Lesch-Nyhan syndrome is a sex-linked recessive disorder caused by deficiency of hypoxanthine-guanine phosphoribosyltransferase, leading to the formation of excess uric acid. Infants appear normal until late in the first year of life, when they exhibit psychomotor retardation, choreoathetosis, spasticity, and severe self-mutilation. These patients never achieve ambulation. Gouty arthritis and renal calculi with renal failure occur. Hyperuricemia and renal complications are treated with allopurinol, a xanthine oxidase inhibitor, but no effective treatment for the neurologic disease is available.

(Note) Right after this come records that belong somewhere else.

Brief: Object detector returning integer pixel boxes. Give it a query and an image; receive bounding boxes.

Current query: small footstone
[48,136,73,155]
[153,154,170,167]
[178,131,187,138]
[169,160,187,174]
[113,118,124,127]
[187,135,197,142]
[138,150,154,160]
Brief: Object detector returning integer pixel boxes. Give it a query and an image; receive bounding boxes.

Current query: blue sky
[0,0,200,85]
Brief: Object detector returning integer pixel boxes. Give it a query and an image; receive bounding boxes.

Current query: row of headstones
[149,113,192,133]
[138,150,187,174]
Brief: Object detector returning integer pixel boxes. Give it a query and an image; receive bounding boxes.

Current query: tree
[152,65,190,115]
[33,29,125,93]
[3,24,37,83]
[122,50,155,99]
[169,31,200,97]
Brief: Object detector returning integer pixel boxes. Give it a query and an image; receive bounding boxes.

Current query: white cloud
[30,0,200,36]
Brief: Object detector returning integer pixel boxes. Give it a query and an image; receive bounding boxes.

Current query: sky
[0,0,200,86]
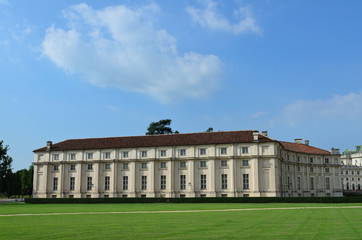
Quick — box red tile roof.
[34,130,275,152]
[279,141,331,155]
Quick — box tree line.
[0,140,34,198]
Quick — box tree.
[146,119,172,135]
[0,140,13,196]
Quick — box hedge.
[25,196,362,204]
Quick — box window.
[87,177,93,190]
[200,148,206,155]
[160,150,166,157]
[243,160,249,167]
[104,176,111,190]
[161,162,166,168]
[141,176,147,190]
[123,176,128,190]
[161,175,166,189]
[141,151,147,157]
[326,178,331,190]
[53,178,58,191]
[200,174,206,189]
[69,177,75,191]
[297,177,300,190]
[180,149,186,156]
[123,163,128,170]
[243,174,249,189]
[221,174,228,189]
[180,175,186,190]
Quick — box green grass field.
[0,203,362,240]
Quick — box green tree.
[0,140,13,196]
[146,119,172,135]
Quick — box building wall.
[33,142,342,198]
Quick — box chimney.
[253,131,259,142]
[47,141,53,151]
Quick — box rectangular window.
[141,151,147,157]
[69,177,75,191]
[123,163,128,170]
[123,176,128,190]
[200,148,206,155]
[161,175,166,189]
[180,175,186,190]
[53,178,58,191]
[141,176,147,190]
[326,178,331,190]
[160,150,166,157]
[243,160,249,167]
[297,177,300,190]
[221,174,228,189]
[104,176,111,190]
[141,163,147,169]
[200,174,206,189]
[243,174,249,189]
[161,162,166,168]
[87,177,93,190]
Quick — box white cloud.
[282,92,362,126]
[42,4,223,102]
[187,0,261,34]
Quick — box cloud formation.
[42,4,223,103]
[187,0,261,35]
[282,92,362,126]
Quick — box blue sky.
[0,0,362,170]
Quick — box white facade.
[33,131,342,198]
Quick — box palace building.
[33,130,342,198]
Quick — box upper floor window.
[200,148,206,155]
[180,149,186,156]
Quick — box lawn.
[0,203,362,239]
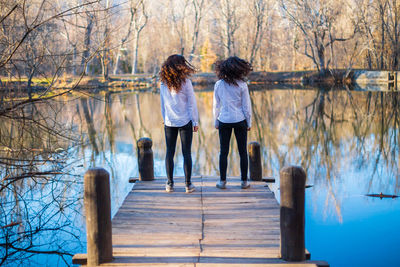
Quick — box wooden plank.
[74,176,324,267]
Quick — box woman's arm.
[186,79,199,131]
[160,84,165,123]
[213,82,221,129]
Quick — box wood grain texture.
[75,176,328,266]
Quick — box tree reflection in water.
[0,89,400,265]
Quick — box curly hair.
[160,55,195,92]
[215,56,253,85]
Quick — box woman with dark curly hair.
[213,57,253,189]
[160,55,199,193]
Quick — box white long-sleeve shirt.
[160,79,199,127]
[213,80,252,128]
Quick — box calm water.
[0,87,400,266]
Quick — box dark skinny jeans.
[164,121,193,186]
[218,120,248,181]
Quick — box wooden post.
[280,166,306,261]
[249,142,262,181]
[84,168,113,266]
[137,137,154,181]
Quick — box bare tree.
[281,0,356,74]
[217,0,239,57]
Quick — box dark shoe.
[185,184,196,193]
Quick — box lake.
[0,88,400,266]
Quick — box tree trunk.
[81,15,93,75]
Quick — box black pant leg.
[218,122,232,181]
[234,121,249,181]
[164,126,178,185]
[179,121,193,185]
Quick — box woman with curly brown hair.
[213,57,252,189]
[160,55,199,193]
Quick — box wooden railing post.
[249,142,262,181]
[137,137,154,181]
[84,168,112,266]
[280,166,306,261]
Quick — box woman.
[213,57,252,189]
[160,55,199,193]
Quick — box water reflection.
[0,87,400,266]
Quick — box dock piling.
[84,168,113,266]
[137,137,154,181]
[280,166,306,261]
[248,142,262,181]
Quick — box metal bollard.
[84,168,113,266]
[249,142,262,181]
[280,166,306,261]
[137,137,154,181]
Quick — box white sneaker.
[165,184,174,193]
[216,180,226,189]
[185,184,196,193]
[241,181,250,189]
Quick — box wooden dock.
[74,176,329,266]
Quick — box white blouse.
[160,79,199,127]
[213,80,252,128]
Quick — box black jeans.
[218,120,249,181]
[164,121,193,185]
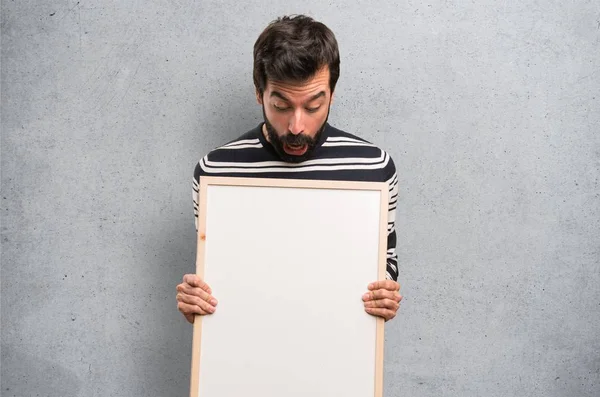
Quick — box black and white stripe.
[192,124,398,281]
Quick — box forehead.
[265,67,329,102]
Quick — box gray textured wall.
[1,0,600,397]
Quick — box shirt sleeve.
[386,153,398,281]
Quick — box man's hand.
[177,274,217,323]
[363,280,402,321]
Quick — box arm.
[177,159,217,323]
[363,153,402,321]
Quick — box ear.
[254,88,262,105]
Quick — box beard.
[263,105,329,163]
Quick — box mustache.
[280,132,315,146]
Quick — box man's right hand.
[177,274,217,323]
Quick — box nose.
[288,109,304,135]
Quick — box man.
[177,15,402,323]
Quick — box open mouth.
[283,143,308,156]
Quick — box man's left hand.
[363,280,402,321]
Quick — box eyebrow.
[270,91,325,102]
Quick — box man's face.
[257,67,332,162]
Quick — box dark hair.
[253,15,340,96]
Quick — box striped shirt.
[192,123,398,281]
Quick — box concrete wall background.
[0,0,600,397]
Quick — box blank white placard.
[191,178,387,397]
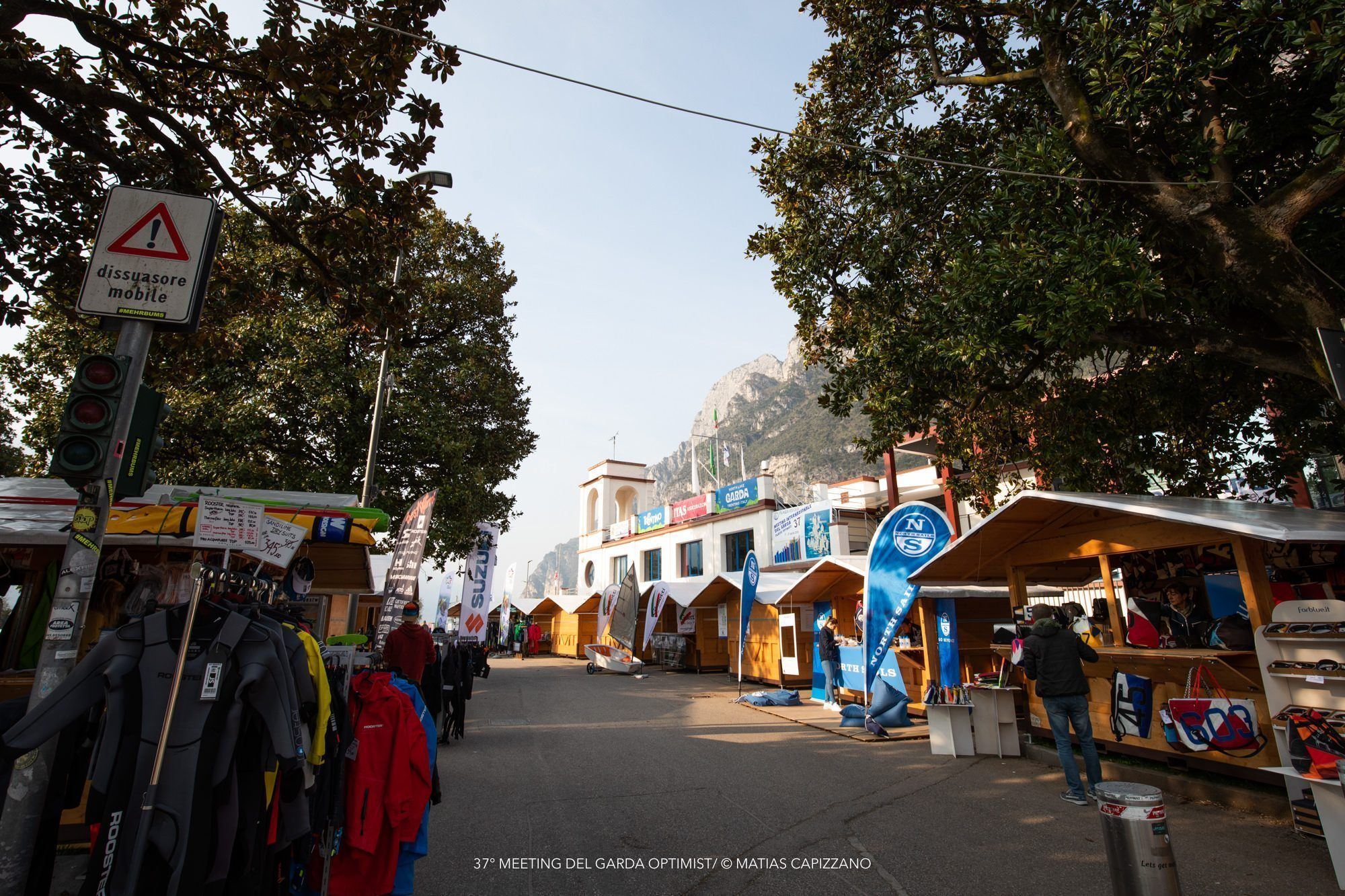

Wilson disease is a treatable, degenerative condition that exhibits signs of cerebellar and basal ganglia dysfunction. It is an autosomal recessive inborn error of copper metabolism. Serum ceruloplasmin levels are low. Abnormal copper deposition is found in the liver, producing cirrhosis; in the peripheral cornea, producing a characteristic green-brown (Kayser-Fleischer) ring; and in the CNS, producing neuronal degeneration and protoplasmic astrocytosis. Neurologic symptoms characteristically begin in the early teenage years with dysarthria, dysphasia, drooling, fixed smile, tremor, dystonia, and emotional lability. MRI shows abnormalities of the basal ganglia. Treatment is with a copper-chelating agent, such as oral penicillamine.

Brainstem

Subacute necrotizing encephalomyelopathy, or Leigh disease, is a neuropathologically defined, degenerative inherited CNS disease primarily involving the periaqueductal region of the brainstem, caudate, and putamen. Symptoms usually begin before 2 years of age and consist of hypotonia, feeding difficulties, respiratory irregularity, weakness of extraocular movements, and ataxia. Blood and CSF lactate and pyruvate levels are elevated. Different disorders of mitochondrial function can produce this clinical syndrome. Decreased pyruvate carboxylase or pyruvate dehydrogenase activity, biotinidase deficiency, and cytochrome c oxidase deficiency have been identified as causative in some cases. Vitamin therapies have been attempted but with little success except in children with biotinidase deficiency. Many degenerative encephalopathies defy diagnosis despite extensive laboratory analysis. The diagnosis of leukodystrophy usually can be made confidently on the basis of extensive cerebral white matter changes on CT or MRI. The diagnosis of hereditary or metabolic gray matter encephalopathy, when histologic and biochemical studies are normal, is much less secure. Acquired lesions (infectious, inflammatory, vascular, or toxic) are difficult to exclude completely. Brain biopsy is not likely to be helpful, unless specific lesions are shown on neuroimaging.